Belki “Avrupa’nın kalbi”, belki de “Doğu’nun Paris’i” olarak tanımlayabileceğimiz Budapeşte’nin masalsı şehir manzarası, karakteri ve güzelliğiyle büyüleyici bir doğaya sahip. Bu Orta Avrupa başkentine adım atınca mimari ve doğanın eşsiz birleşimini hissediyor insan. 20. yüzyılın başlarına ait Art Nouveau’nun görkemini yansıtan muhteşem binalar ve mekânlarla dolu olan Budapeşte’de, hepsi güneşli bir yürüyüşte keşfedilmeyi bekliyor!
Art Nouveau severler için Budapeşte’nin, Avrupa standartlarına göre bile Art Nouveau eserleri bakımından oldukça zengin olduğunu da ekliyelim. Peki niye? Budapeşte ile bu sanat akımı arasında böylesine özel bir bağ neden var? Gelin, Budapeşte’nin eşsiz mimarisini incelerken bu sorunun da cevabını bulalım!

Macaristan’da “Szecesszio” olarak bilinen, doğadan, özellikle de “zarif” çiçeklerden, ağaç ve bitkilerden ilham alan uluslararası bir sanat akımı Art Nouveau.
Her şeyden önce, uluslararası bir sanat akımı olma gayesine sahip olan bu akım, 19. yüzyıl akademik sanatının katı sınırlarından bunalan ve sanayileşmiş üretimin monotonluğundan ve yapaylığından dolayı hayal kırıklığına uğrayan bir çok sanatçının; toplumu daha “iyi” ve estetik bir hale getirmek için modernliği kucaklayan yeni bir stil geliştirmeyi amaçlaması ile doğdu. Art Nouveau bu yüzden ilham için geriye değil, çevresine bakan, özellikle de doğal dünyadan ilham alan ilk tarzdı…

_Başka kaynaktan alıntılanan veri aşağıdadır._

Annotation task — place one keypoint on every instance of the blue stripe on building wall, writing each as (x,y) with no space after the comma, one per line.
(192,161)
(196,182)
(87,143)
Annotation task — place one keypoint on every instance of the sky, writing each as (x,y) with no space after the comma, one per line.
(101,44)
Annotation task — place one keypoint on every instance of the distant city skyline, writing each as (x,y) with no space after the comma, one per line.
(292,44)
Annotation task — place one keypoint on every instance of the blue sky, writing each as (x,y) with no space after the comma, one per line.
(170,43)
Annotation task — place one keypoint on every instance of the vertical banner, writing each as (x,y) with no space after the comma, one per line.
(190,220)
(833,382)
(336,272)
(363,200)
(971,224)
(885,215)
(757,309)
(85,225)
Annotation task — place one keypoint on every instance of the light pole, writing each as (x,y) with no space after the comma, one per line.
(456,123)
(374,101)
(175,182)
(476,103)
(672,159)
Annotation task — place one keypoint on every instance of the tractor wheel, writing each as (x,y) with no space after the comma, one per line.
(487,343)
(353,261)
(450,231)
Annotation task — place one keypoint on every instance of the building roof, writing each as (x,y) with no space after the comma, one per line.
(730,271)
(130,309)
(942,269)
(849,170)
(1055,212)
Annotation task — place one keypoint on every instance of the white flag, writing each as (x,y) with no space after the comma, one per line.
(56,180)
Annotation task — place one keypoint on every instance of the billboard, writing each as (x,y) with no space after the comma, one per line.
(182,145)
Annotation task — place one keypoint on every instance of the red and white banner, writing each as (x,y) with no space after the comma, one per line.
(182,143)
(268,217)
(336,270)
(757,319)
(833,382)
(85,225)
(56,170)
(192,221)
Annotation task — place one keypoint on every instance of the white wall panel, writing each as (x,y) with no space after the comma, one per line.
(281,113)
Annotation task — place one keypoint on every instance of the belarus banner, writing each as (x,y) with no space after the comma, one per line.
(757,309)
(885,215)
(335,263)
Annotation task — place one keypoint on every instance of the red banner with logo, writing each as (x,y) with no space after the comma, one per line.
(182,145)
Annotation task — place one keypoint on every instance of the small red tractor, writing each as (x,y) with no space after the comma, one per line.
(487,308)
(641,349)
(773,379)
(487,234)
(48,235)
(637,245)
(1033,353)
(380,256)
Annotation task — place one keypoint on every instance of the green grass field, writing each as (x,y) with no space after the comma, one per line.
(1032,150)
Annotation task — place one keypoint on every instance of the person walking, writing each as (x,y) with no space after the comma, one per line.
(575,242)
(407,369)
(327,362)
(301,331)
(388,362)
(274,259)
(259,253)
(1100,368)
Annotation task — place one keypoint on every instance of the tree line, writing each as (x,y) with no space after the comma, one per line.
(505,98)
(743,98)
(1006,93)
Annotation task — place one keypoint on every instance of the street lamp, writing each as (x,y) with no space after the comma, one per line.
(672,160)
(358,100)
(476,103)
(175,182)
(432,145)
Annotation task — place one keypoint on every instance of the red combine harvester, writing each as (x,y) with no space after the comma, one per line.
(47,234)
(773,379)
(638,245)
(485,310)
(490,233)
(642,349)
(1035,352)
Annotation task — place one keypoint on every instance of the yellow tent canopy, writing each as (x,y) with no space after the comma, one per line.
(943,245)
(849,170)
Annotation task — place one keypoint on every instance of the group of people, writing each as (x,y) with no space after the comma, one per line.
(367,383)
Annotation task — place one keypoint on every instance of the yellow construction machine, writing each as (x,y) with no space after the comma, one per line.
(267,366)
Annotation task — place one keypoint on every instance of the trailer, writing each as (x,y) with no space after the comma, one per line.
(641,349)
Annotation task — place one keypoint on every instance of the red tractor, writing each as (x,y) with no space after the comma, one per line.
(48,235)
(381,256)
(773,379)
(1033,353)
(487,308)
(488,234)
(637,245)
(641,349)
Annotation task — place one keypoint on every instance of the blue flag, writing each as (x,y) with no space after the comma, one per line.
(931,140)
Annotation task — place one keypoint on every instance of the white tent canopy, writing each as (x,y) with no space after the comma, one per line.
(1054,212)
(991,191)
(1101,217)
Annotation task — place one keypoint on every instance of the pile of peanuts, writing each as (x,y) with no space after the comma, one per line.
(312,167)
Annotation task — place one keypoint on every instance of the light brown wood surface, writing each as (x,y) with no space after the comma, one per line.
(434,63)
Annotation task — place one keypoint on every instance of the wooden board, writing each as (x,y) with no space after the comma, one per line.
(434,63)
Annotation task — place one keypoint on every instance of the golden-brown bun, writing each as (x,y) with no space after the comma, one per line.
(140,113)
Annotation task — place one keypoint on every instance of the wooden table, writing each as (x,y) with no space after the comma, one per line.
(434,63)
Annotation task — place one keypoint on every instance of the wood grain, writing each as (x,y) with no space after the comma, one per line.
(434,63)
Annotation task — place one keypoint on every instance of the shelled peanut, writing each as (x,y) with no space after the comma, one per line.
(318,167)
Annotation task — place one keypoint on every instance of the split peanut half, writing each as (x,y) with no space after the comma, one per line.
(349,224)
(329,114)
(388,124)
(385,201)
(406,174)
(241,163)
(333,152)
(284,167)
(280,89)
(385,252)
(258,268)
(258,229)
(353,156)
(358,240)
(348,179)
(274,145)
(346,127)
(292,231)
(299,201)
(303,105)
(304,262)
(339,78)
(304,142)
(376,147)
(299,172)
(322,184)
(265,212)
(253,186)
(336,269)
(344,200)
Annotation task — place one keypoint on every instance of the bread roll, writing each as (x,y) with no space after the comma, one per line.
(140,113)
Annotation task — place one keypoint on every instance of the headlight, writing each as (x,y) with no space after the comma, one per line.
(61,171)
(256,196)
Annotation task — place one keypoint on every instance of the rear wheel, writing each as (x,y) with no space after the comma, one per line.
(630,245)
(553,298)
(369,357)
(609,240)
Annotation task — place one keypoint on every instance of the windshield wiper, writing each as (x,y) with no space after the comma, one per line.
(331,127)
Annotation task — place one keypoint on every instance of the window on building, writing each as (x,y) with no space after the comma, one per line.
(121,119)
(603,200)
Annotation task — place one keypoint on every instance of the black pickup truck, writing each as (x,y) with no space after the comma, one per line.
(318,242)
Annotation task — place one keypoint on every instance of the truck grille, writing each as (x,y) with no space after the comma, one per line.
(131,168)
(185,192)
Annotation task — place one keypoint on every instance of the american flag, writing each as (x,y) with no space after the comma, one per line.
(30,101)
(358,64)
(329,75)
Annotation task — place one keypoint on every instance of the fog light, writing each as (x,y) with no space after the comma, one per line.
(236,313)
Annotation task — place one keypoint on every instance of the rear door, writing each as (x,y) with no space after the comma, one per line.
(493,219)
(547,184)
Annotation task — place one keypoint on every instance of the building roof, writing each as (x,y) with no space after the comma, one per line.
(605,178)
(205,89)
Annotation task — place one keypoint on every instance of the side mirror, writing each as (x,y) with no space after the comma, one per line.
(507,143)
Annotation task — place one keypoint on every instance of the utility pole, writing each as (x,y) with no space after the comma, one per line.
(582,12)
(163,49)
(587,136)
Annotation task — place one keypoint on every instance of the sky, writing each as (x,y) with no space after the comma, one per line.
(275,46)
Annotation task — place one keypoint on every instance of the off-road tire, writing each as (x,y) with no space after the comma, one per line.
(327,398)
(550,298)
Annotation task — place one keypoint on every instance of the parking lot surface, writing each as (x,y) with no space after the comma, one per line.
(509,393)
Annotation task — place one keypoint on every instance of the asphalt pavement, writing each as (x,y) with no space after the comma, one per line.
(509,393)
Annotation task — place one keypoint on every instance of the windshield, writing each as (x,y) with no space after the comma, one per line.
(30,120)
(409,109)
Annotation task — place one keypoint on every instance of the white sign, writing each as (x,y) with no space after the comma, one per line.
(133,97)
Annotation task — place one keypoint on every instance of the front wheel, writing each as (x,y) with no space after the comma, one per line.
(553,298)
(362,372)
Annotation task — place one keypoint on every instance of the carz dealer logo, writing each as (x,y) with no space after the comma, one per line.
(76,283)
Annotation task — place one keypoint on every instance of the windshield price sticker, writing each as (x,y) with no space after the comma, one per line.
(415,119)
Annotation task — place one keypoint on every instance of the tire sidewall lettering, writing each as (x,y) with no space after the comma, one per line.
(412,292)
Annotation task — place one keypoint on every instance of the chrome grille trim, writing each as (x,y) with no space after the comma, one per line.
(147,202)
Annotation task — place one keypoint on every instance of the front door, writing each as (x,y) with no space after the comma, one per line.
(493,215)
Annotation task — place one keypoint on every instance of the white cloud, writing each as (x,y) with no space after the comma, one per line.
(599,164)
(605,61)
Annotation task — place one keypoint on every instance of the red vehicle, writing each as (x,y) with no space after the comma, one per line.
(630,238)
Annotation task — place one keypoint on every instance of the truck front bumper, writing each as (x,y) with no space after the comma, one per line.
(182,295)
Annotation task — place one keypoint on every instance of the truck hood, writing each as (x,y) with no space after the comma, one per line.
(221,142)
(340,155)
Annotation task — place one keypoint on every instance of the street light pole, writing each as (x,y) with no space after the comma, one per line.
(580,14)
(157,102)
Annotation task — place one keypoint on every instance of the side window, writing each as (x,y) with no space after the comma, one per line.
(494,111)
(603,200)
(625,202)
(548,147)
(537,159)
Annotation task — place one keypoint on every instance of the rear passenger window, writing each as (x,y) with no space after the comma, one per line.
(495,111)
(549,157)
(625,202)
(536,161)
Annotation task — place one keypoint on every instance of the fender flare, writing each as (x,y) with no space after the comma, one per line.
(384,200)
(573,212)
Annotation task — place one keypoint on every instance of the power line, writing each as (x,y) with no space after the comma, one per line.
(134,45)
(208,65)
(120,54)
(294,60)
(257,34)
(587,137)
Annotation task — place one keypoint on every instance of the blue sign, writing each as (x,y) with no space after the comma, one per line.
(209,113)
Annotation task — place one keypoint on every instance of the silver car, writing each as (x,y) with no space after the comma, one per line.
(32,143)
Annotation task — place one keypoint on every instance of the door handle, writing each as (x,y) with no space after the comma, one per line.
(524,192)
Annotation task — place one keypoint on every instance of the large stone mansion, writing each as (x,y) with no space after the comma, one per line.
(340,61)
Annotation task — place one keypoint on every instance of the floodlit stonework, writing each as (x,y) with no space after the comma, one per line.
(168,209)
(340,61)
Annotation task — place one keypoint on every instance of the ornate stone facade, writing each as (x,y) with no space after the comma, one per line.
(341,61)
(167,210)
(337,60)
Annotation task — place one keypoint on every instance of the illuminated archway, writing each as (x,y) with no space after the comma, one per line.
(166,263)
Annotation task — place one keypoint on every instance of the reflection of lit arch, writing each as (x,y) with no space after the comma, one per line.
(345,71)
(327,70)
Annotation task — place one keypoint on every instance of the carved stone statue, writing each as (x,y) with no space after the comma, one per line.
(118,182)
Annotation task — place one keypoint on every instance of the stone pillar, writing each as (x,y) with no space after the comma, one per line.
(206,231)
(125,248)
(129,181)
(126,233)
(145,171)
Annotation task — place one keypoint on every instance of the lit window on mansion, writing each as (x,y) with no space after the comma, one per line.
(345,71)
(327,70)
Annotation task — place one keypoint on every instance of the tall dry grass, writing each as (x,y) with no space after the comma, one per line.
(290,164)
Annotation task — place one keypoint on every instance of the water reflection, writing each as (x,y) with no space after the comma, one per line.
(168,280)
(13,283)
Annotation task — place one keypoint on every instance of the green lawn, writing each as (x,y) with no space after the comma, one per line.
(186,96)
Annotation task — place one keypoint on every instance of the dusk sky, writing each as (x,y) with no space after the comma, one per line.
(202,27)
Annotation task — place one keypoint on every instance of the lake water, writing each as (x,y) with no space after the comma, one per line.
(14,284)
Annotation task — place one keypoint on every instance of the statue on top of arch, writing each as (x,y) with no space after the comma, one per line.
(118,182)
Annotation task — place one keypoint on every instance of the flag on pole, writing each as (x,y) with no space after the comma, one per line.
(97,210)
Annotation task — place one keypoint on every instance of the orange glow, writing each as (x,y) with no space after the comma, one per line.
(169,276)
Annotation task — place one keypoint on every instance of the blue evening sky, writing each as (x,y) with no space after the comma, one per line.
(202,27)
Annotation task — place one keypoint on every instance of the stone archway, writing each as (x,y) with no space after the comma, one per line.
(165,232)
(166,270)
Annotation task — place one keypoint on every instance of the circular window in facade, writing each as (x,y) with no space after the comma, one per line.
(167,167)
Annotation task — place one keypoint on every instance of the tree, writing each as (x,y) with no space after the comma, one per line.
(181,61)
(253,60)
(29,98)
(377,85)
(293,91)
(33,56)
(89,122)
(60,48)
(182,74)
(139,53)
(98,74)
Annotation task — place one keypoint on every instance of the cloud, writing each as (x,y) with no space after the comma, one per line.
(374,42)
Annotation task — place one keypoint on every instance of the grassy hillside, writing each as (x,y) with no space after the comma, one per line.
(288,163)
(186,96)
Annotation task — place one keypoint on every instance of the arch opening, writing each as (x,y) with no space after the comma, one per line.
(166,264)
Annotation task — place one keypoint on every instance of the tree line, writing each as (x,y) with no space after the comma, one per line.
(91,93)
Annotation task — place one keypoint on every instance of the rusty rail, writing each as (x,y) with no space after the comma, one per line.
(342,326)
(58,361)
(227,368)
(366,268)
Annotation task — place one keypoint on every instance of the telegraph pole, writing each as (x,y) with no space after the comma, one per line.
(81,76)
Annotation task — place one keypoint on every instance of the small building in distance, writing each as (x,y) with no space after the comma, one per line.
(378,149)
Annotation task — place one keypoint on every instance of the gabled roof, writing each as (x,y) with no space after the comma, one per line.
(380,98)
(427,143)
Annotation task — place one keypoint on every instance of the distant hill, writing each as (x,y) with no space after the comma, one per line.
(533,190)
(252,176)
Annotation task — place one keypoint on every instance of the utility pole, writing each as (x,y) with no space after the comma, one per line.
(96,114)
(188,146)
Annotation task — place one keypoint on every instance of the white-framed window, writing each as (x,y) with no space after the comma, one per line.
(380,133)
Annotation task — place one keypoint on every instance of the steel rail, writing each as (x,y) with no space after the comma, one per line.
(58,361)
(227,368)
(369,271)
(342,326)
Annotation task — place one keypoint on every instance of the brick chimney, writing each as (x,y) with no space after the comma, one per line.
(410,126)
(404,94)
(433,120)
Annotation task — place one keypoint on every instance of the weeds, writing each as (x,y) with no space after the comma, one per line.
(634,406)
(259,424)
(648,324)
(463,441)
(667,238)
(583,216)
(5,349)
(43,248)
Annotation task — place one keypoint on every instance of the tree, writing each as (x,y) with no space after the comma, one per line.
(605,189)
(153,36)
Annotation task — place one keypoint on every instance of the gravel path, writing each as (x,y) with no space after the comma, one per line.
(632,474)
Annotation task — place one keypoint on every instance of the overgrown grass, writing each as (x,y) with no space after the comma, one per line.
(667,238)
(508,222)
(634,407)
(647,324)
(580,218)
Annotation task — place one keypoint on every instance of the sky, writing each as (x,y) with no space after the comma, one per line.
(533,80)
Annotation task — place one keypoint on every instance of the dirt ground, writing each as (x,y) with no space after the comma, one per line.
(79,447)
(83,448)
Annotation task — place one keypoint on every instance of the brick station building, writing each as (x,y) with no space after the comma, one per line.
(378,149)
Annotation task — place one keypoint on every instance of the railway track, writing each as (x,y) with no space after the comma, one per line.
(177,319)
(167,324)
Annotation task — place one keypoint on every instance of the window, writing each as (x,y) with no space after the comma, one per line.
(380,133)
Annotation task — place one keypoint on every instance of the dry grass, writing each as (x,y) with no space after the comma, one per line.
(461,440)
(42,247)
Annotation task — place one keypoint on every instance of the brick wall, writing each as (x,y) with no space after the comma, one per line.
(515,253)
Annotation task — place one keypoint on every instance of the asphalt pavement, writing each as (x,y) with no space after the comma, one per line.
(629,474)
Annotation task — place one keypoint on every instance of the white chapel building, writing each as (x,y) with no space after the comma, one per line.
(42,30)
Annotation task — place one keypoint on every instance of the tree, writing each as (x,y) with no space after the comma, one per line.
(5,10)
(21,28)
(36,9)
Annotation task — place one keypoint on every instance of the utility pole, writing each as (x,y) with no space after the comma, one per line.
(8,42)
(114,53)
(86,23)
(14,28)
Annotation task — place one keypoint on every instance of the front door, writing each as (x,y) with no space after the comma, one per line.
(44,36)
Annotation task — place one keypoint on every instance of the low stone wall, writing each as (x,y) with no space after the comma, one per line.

Güzel ve uygulamalı sanatları birleştirmeyi amaç edinerek “yaşadığımız” yeri güzelleştiren özellikle mimari anlamda Art Nouveau; yumuşak, doğal ve sakin hatlarıyla zamanın binalarını tekrardan yorumladı.
Böylelikle, 19. yüzyılın sonunda Avrupa’da yerini bulan Art Nouveau; mevcut olan anlayışlardan bir kopuşu temsil etti. Modern ve akıcı bu hareket ivme kazandıkça, edebiyattan evlerdeki vazolara, yeni ve eşsiz bir ifade ediş biçimi yerini buldu.



Ve yine bu 19. yüzyıl, Macar kimliğinin oluşumu ve damıtımı için büyük öneme sahip. 1867’te Avusturya ile isyanlar sonucu çifte imparatorluğa dönüşen bu ülke, bu yüzyıl boyunca kendi kimliğini özgürce pekiştirme ve ifade etme imkanına sahip oldu.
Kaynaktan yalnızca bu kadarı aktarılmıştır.